These days, if you want to work as a professional software developer, you’re going to need to learn how to use Git. A version control system (VCS) is nothing new. Over the years, we’ve had a number of VCS’ including CVS, Subversion, Mercurial, Microsoft TFS, and Perforce. For the last few years, Git has become the version control system of choice for most companies. Knowing how to use it well will make you more employable and will also help you when you land a job as a developer.
In this article I just want to introduce the basics so you understand how Git “thinks” about things and some of the most common operations. It’s a hands on introduction, so open up a terminal window, and jump on in!
What is a version control system?
A VCS allows you to keep track of the changes you’ve made to your work over time. It’s a little like the “track changes” in Google docs, but the difference is that you can save changes across a set of files, not just within an individual file.
Imagine that you’re adding a new “About Us” page to a website. You might need to create a new HTML page, add some new rules to your CSS to make it display right, and upload a couple of images for the page. With a VCS, you can “check in” all of the changes to those different files with a single commit message “Add about us page.” When someone looks back through the history of the commits, they’ll be able to easily find when the change was made and what files were impacted. They’ll even be able to “revert” the commit if they want to get rid of the About Us page!
Most version control systems also support “branching.” With branches, you can have different versions of your code being developed at the same time, so one team can update your ticketing functionality while another changes how your email sending works. While there’s now debate amongst high performing teams about whether they should continue to use branches, learning how to use them will help you to work more successfully in most engineering organizations.

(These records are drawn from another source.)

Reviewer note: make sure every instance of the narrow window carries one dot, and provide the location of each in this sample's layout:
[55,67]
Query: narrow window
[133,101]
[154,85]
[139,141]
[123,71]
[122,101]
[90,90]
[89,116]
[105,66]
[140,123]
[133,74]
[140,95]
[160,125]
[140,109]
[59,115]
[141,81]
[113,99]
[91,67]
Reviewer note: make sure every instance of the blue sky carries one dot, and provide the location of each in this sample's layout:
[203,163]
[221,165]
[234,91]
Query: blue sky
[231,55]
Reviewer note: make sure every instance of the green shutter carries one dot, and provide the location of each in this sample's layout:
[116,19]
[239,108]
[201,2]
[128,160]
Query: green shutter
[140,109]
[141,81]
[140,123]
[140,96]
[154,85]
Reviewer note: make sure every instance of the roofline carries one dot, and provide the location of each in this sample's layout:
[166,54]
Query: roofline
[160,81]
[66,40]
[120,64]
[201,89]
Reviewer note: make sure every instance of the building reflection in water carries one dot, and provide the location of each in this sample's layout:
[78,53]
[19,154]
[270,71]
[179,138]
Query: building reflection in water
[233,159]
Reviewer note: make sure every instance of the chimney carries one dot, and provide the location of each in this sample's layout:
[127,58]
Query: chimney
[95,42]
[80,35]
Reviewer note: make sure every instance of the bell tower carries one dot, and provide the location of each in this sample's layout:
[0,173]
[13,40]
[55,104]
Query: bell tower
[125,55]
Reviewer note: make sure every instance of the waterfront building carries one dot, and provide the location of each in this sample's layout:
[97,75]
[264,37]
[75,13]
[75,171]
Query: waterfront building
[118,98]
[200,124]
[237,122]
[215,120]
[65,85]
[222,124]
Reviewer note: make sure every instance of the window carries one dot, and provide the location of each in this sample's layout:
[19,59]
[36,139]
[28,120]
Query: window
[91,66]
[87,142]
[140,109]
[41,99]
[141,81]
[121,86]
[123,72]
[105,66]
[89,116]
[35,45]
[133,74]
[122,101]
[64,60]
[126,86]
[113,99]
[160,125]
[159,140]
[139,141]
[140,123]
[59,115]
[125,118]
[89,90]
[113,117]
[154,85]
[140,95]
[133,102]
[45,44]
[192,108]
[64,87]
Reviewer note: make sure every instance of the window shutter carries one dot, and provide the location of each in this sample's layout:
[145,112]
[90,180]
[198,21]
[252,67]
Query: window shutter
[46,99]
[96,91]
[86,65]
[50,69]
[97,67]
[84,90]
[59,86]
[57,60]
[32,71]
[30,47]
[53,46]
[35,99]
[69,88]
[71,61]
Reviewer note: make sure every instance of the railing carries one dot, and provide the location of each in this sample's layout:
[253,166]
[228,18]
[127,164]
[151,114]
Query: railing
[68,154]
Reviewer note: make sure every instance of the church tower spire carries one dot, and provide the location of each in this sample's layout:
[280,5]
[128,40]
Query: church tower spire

Let’s start off by defining a few key concepts that will help when we’re talking about Git:
A repository - This is Git’s name for a project. It includes all of the files in the project along with all of the information about how they have changed over time. If you have a full copy of a repository (often referred to as a “repo”), you can view the current state, and any previous states, of the project.
A commit - In Git, history is made up of a series of commits which are stored in the changelog. Every time you make a meaningful set of changes to your project, you should commit them so that you can always get back to the project in that state in the future.
The Staging Area - This is like a shopping basket for version control. It’s where you load up the sets of changes that you’d like to put in your next commit, so if you have edited three files, but want to make one commit with two of them and another commit with the third, you just “stage” the first two using the
git addcommand, then commit them with an appropriate message and then add and commit the last file separately.
Getting started with Git
If you don’t have Git installed, you’re going to want to start by installing it. Once you’ve done that, let’s open a terminal window and see what Git is and how to use it.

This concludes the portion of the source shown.